SPACE WIRE
US air strike "very effective" but Saddam's fate unclear
WASHINGTON (AFP) Apr 08, 2003
A US air strike that targeted Iraqi leaders in Baghdad was "very, very effective" but it was not clear Tuesday whether President Saddam Hussein and his two sons were in the smoking ruins left by the bombs, a general said.

"What we have for battle damage assessment right now is essentially a hole in the ground, a site of destruction where we wanted it to be, where we believe high value targets were," said Major General Stanley McChrystal, vice director of operations of the Joint Staff.

"We do not have a hard and fast assessment of what individual or individuals were on site," he said at a Pentagon press conference.

US officials said the building in the al Mansour residential area was targeted in response to intelligence that Saddam, his sons Uday and Qusay were meeting inside with senior Iraqi intelligence officials.

"We characterize the strike as being very, very effective," McChrystal said.

"In this case the 45 minutes time between when we received potential intelligence and actually put ordnance on the target is extraordinary," he said.

A B-1 bomber that was in the air over western Iraq was fed the coordinates and struck the building with four 2,000-pound, satellite guided bombs, two of them bunker busters, officials said.

Killing Saddam or his sons would be "militarily significant" because he commands the Special Republican Guard and irregular "death squads" that are the last major opposition to US forces moving into Baghdad, the army general said.

The Republican Guards were still receiving orders but were not following them or were incapable of carrying them out, he said.

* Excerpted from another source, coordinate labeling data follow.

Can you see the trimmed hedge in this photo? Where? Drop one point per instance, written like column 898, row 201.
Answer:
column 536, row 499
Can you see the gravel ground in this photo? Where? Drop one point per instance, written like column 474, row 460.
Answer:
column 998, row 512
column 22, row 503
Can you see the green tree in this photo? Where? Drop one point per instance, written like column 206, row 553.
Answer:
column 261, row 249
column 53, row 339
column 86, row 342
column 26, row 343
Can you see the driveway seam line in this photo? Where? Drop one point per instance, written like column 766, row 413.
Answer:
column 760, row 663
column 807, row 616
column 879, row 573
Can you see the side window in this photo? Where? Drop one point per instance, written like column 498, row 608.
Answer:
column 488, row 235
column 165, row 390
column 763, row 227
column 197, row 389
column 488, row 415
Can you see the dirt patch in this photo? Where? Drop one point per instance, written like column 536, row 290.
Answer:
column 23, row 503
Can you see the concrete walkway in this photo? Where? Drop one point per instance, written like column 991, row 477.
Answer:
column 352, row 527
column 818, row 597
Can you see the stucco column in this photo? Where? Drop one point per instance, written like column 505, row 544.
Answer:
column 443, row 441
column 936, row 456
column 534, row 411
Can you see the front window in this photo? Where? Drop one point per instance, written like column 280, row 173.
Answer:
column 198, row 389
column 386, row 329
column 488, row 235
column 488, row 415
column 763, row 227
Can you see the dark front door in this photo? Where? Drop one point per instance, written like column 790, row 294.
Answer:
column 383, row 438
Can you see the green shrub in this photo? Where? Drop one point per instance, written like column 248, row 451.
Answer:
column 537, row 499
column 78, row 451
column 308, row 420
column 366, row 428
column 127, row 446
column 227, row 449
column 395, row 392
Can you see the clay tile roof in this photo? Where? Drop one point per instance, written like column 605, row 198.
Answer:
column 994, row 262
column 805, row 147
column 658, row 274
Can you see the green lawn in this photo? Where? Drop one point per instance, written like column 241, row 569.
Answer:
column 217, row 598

Overshadowing the gains made by US forces in the Iraqi capital were mounting reports of civilian casualties, including the killing of three journalists and wounding of three others by US fire.

McChrystal and Pentagon spokeswoman Victoria Clarke offered condolences but defended the actions of a US tank crew that fired a round into a Baghdad hotel known to be full of international journalists.

"When they get into combat in the cities, which, from the beginning, we had specifically said would be dangerous and difficult, you put yourself in their position, they had the inherent right of self-defense," the general said.

"When they are fired at, they have not only the right to respond, they have the obligation to respond to protect the soldiers with them and to accomplish the mission at large," he said.

The US Central Command earlier said the tank fired after coming under fire, but journalists at the hotel said they heard no fire.

A cameraman for the Reuters television and a cameraman for Spain's Telecinco were killed by the blast, and three others from the British news agency were wounded.

In a separate incident, a US missile crashed into the offices of Al-Jazeera in downtown Baghdad, killing Tareq Ayub, a correspondent with the Arabic-language satellite channel, and wounding one of its cameramen.

"We continue to warn people, we continue to warn news organizations about the dangers," said Clarke.

"We've had conversations over the last couple of days, news organizations eager to get their people unilaterally into Baghdad. We are saying it is not a safe place, you should not be there," she said.

US forces, meanwhile, have encircled the Iraqi capital and were now able to maintain substantial US forces inside day or night, the general said.

"We are sitting in the center of the city with almost an armor brigade right now, which is extraordinary," McChrystal said.

The general said the US strategy was to subdivide the Iraqi capital to separate and weaken opposing Iraqi forces.

"Whenever we can operate through his capital, which is the core of the regime, we subdivide his capability to operate, we minimize or continue to degrade what command and control they have," he said.

"And as we convince the people that the regime is through, then we think that it becomes that much easier," he said.

"I think the end game is the end of the regime, and that's much closer than people thought it was," he said.